Before Partition, the ratio of tribal population vis a vis Bengalis was 70:30. After the creation of East Pakistan, Bengali migration inverted the ratio — Bengalis came on top, 70:30. A horrendous insurgency followed. It was doused by Marxist leaders like Dashrath Deb (tribal) and Nipen Chakravarty. The latter entered the chief minister’s bungalow with two pairs of dhoti, kurta, shaving kit and books; he left the house after 10 years with exactly the same baggage.
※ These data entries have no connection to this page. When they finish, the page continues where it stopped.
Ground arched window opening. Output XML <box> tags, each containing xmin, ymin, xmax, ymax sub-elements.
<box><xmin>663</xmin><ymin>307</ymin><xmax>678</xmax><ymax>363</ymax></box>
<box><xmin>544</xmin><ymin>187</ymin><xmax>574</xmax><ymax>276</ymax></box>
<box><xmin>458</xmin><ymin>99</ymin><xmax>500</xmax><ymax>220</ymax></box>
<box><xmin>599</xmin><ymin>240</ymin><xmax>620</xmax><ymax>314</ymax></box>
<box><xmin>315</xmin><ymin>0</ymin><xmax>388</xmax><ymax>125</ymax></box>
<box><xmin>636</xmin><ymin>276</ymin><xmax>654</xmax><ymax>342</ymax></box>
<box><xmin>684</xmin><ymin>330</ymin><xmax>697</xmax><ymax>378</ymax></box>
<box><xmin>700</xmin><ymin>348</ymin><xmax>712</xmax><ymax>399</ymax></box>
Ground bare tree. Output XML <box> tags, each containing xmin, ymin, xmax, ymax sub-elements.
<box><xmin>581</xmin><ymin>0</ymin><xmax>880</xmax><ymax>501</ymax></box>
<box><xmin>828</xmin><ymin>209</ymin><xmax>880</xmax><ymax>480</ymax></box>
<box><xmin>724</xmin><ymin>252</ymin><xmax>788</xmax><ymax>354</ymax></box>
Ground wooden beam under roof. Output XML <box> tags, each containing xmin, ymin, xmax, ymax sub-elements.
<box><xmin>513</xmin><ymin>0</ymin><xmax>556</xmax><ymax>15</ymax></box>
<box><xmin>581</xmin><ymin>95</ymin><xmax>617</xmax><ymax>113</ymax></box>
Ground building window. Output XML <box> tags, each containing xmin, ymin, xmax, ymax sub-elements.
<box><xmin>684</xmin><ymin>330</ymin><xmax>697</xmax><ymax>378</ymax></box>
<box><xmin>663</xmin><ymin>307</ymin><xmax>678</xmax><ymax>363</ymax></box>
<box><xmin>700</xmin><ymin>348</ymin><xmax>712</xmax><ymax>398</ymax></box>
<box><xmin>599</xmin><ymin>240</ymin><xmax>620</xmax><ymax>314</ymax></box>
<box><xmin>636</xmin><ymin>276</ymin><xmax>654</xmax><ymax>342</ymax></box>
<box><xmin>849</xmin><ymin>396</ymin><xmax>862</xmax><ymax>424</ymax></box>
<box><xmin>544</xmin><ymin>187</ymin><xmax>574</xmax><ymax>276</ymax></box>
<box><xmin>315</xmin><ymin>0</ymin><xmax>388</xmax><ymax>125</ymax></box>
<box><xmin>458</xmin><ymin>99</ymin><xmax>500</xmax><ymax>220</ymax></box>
Grocery for the CM’s household was purchased on a ration card.

Since banks are so much in focus, it is probably not an irrelevant detail that the chief minister of Tripura never had a bank account.

His protégé, Manik Sarkar, has not complained about a non-cooperative Centre. He has instead picked up all the Central government’s schemes, called in the officials, party cadres, involved the three-tier panchayati raj system and transformed Tripura into the country’s best-run state with an unbelievable near-zero crime rate.

Of course there is the expected cul de sac that a Marxist mindset runs into.

The absence of private industry and lack of enthusiastic support from New Delhi has created an acute problem of unemployed, yet educated youth.

The Congress has vacated the Opposition space to the BJP which, not unlike the Congress, is playing the tribal versus Bengali card. Also, vast sums of money have been pumped into a campaign for which the results are expected on March 3.

What will the “vast sums” of money do at this late stage? I ask a CPI(M) worker. His reply is almost a paraphrase of Josh: Rishvaton ke lene wale/Rishvaten dete bhi hain. (Bribes have to be distributed, also, so that the flow continues.)